After the interesting felting experiment with my little bag kit - now a repository for an unfinished pompom giraffe and monkey kit - I was left with three questions:
(a) what made that funny colour change half way through the second side of my bag;
(b) what gauge gives me the kind of felt that I want (ie not rock solid); and
(c) what temperature and program is best for felting in my washing machine given that I'm in the UK which means it's a front loading washing machine.
Happily there were some sizeable odds and ends left over from the felted bag kit with which to play.
Anna suggested the first option to explain the colour change - given that the purple was a single ply yarn was it possible that I had knit one ball with the twist going one way, and the other with the twist in the opposite direction which had given different colour reflections, and that distinct change when the light hit?
It's a good idea and certainly something to remember to check if I ever knit a garment from single plied yarn because the balls, even within the same dye lot aren't necessarily wound with the twist the same way.
I knit one square from the outside of the remaining ball and another from the inside. And the result?
No discernible difference at all.
These squares were both knit on 12mm needles which gives a much more open and loose pre-felting fabric; far more like what I was expecting for a pre-felting fabric than the solid bulk of four strands of yarn over 12mm.
However, all was not lost - although the real answer was mostly serendipitous.
I swatched the Paris with the pale pink Freedom Spirit. And before my eyes, the answer appeared; Paris Mohair Sparkle is variegated. Not sufficiently variegated to be obvious from the outside of the ball in my kit, and when I was knitting with it, the ball was on the floor where I couldn't see the second colour emerge. The colour repeats are long and it was just coincidence (and a cracking red herring) that the colour shift happened at the start of my second ball.

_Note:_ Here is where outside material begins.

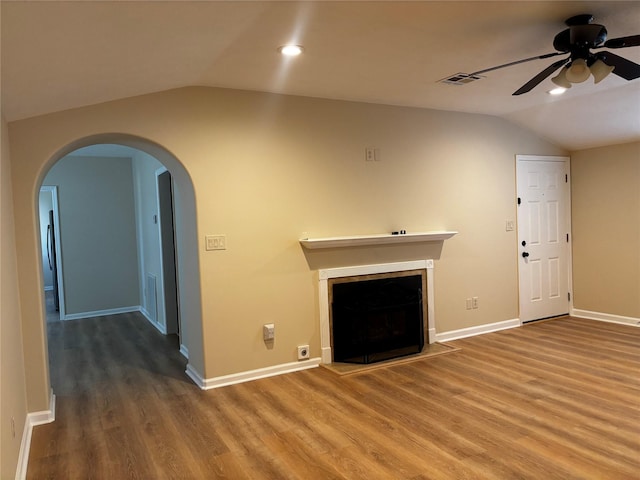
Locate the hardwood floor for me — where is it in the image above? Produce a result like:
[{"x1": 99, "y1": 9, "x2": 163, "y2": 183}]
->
[{"x1": 29, "y1": 313, "x2": 639, "y2": 479}]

If you look here that's a Ravelry stash photo of the same yarn in which the two colour variation is much more pronounced.
I'm pleased that I've found the reason for the colour shift, what I really don't understand is why Twilley's put that yarn in the kit when the repeats are too short to do stripy or subtly variegated (both of which would be cool) - it's a mystery!

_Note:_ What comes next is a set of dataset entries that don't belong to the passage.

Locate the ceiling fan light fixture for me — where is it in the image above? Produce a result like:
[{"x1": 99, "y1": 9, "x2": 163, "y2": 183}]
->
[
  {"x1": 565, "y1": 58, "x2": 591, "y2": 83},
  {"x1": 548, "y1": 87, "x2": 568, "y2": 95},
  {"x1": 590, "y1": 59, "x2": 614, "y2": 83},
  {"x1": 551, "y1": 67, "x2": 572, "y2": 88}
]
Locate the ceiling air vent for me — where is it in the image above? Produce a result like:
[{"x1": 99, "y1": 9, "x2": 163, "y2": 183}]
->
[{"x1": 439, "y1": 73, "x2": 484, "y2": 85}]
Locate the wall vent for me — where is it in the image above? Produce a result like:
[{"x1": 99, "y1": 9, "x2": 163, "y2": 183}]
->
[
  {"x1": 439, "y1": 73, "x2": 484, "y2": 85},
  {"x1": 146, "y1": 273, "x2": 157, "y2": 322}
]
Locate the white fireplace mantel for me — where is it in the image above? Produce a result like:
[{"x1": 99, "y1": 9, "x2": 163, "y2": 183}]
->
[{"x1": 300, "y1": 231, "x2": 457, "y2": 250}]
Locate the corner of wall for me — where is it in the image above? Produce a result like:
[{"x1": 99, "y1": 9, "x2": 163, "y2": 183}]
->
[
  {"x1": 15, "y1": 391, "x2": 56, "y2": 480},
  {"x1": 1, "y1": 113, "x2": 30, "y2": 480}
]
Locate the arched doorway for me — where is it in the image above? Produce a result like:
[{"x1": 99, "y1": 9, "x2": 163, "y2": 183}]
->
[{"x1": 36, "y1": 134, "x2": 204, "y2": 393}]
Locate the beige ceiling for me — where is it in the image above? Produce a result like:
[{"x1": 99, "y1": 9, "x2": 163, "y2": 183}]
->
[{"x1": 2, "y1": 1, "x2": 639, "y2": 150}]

Stage 2 involved far more technical analysis: 1 washing machine, 3 swatches.
The first load of laundry that I needed to do was a 40 degree 'Acrylics' wash - slightly longer program than my 60 degree fast wash, but obviously a lower temperature and I was starting with what I considered to be a more reasonable pre-wash gauge.
The result is a more flexible finished felt, although still with sufficient thickness that H asked whether I was planning on knitting 21st century chain mail.
Actually H's latest theory is that a dart would bounce off it - maybe I should put that one to the test? It has certainly shrunk considerably compared to the 'control' swatch.
Most of the stitch definition is gone and as you can see from the little loose strand, the yarn has gone from a very smooth soft singles yarn to being distinctly nubbly - the felt definitely has texture and I think it could make a good bag fabric, possibly when knit at a looser gauge originally.
The control swatch and the mohair went through the machine in the next load of laundry - my socks on a 40 degree wool wash. The temperature is the same, the program length is roughly the same, the result:
No felting at all on either - if anything the red swatch grew a bit. All hail the power of my wool wash cycle!
So I still have two unfelted samples so I think I'm going to try the 40 degree wash again with very restricted spinning and possibly the 30 degree wash on my usual spin setting and as H has a sports match this weekend there'll be no shortage of laundry!